そして、眼鏡をかけた真面目そうな男性を連れて来た。
「どうですかな?読めそうですか?」
「えぇ、なんとか。」
バルバさんに呼ばれた男は、その紙に書かれていたものを読み上げ始めた。
「念の為に生物実験室へのパスワードを書き残しておく…。パスワードは、エルラ・ガバナンス……と書いてあります。」
「……生物実験…パスワードですか。……あの入り口付近にあった赤黒い扉の先がそれ、なのですかな?」
バルバさんがそう聞くと
「おそらく、そうでしょう…。

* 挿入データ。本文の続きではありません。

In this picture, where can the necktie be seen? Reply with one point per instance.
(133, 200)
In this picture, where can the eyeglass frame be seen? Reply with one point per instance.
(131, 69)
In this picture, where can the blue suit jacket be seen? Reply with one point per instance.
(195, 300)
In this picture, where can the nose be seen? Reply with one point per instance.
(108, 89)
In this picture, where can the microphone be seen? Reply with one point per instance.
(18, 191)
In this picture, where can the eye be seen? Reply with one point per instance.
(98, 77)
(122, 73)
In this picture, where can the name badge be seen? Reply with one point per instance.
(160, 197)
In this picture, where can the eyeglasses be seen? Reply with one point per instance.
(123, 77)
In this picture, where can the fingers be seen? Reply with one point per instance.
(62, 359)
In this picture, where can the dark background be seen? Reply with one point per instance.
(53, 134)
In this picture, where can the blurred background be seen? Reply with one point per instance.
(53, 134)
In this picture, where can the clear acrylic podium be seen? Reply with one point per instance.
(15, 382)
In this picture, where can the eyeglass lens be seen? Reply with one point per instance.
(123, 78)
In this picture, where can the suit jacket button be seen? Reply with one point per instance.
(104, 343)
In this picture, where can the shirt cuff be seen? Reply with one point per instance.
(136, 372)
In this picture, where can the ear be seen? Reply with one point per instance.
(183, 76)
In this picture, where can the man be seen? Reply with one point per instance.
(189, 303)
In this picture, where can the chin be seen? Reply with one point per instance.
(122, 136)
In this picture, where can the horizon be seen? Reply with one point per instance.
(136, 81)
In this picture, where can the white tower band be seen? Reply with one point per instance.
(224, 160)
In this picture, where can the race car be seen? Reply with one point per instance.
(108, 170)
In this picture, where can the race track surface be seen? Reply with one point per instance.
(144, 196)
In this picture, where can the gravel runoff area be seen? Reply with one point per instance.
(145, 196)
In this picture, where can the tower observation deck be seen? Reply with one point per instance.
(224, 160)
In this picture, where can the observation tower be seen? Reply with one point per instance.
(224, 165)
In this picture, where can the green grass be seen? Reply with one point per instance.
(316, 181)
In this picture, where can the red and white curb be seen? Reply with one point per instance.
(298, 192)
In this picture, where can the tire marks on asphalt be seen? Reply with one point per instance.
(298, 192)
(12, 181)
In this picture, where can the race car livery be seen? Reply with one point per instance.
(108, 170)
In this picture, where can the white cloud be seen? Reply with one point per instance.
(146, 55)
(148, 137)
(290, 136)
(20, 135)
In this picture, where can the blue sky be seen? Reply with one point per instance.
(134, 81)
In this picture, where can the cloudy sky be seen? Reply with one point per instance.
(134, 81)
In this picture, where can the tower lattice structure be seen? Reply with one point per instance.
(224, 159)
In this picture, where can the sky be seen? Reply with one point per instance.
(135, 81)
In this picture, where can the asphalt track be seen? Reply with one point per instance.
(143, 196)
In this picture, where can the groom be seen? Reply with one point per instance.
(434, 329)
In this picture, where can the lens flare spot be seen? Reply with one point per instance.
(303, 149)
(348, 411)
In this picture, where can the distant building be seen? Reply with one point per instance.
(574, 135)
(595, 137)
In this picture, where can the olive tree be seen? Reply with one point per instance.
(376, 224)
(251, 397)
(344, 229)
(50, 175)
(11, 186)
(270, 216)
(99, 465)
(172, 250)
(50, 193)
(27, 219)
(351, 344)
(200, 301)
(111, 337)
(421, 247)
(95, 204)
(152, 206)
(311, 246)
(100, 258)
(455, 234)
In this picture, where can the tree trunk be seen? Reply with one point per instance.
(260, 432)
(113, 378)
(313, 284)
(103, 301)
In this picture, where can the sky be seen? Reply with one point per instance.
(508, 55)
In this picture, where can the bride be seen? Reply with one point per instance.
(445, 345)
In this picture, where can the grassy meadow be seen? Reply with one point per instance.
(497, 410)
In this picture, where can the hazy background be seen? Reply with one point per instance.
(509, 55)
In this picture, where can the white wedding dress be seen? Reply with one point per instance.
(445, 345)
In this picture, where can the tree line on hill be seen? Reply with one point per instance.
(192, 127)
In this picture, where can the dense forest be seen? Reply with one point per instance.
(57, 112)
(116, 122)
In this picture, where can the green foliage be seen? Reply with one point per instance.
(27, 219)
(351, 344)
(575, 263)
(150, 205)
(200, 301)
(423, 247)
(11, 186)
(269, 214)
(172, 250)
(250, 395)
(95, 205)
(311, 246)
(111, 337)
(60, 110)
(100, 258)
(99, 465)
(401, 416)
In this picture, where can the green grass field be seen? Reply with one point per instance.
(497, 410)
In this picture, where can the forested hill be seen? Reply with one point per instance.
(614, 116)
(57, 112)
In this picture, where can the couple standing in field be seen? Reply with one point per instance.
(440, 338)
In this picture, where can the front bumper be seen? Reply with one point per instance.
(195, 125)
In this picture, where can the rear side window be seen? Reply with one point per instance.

」
男の人がそう言った。
「とりあえず、まだここに何かないか調べてから…あの場所に戻りましょうか。」
「そうですね。」
そして、しばらくこの部屋の中を調べた。……が、何もなかったようだ。
そして、そのまま俺達はあの赤黒い扉があるところに戻るためにガラス張りの通路を通っていくことにした。
……?
よく見てみると、奥の方に先程はなかった、ぐちゃぐちゃの肉片が転がっていた。
「……あんなのあったか?」
ジーッとそれ見つめていると、嫌な予感がした。
……前からではなく、後ろのガラスの向こう側から視線を感じた気がした。
そして、後ろを振り返ろうとした瞬間……ガラスの割れる音と共に
「アアァアェォアァュエァァーーーーー!?!!!?!」
という訳の分からない叫び声が聞こえてきた。
「うおわっ!?」
背中に急な重荷が掛かる。
俺は思わず前のめりになり、その場に倒される。
「アアァアァォーー!?えぇるらぁーーー!!!?」
何かにのし掛かられた俺は、地面に倒れたまま動けなくなった。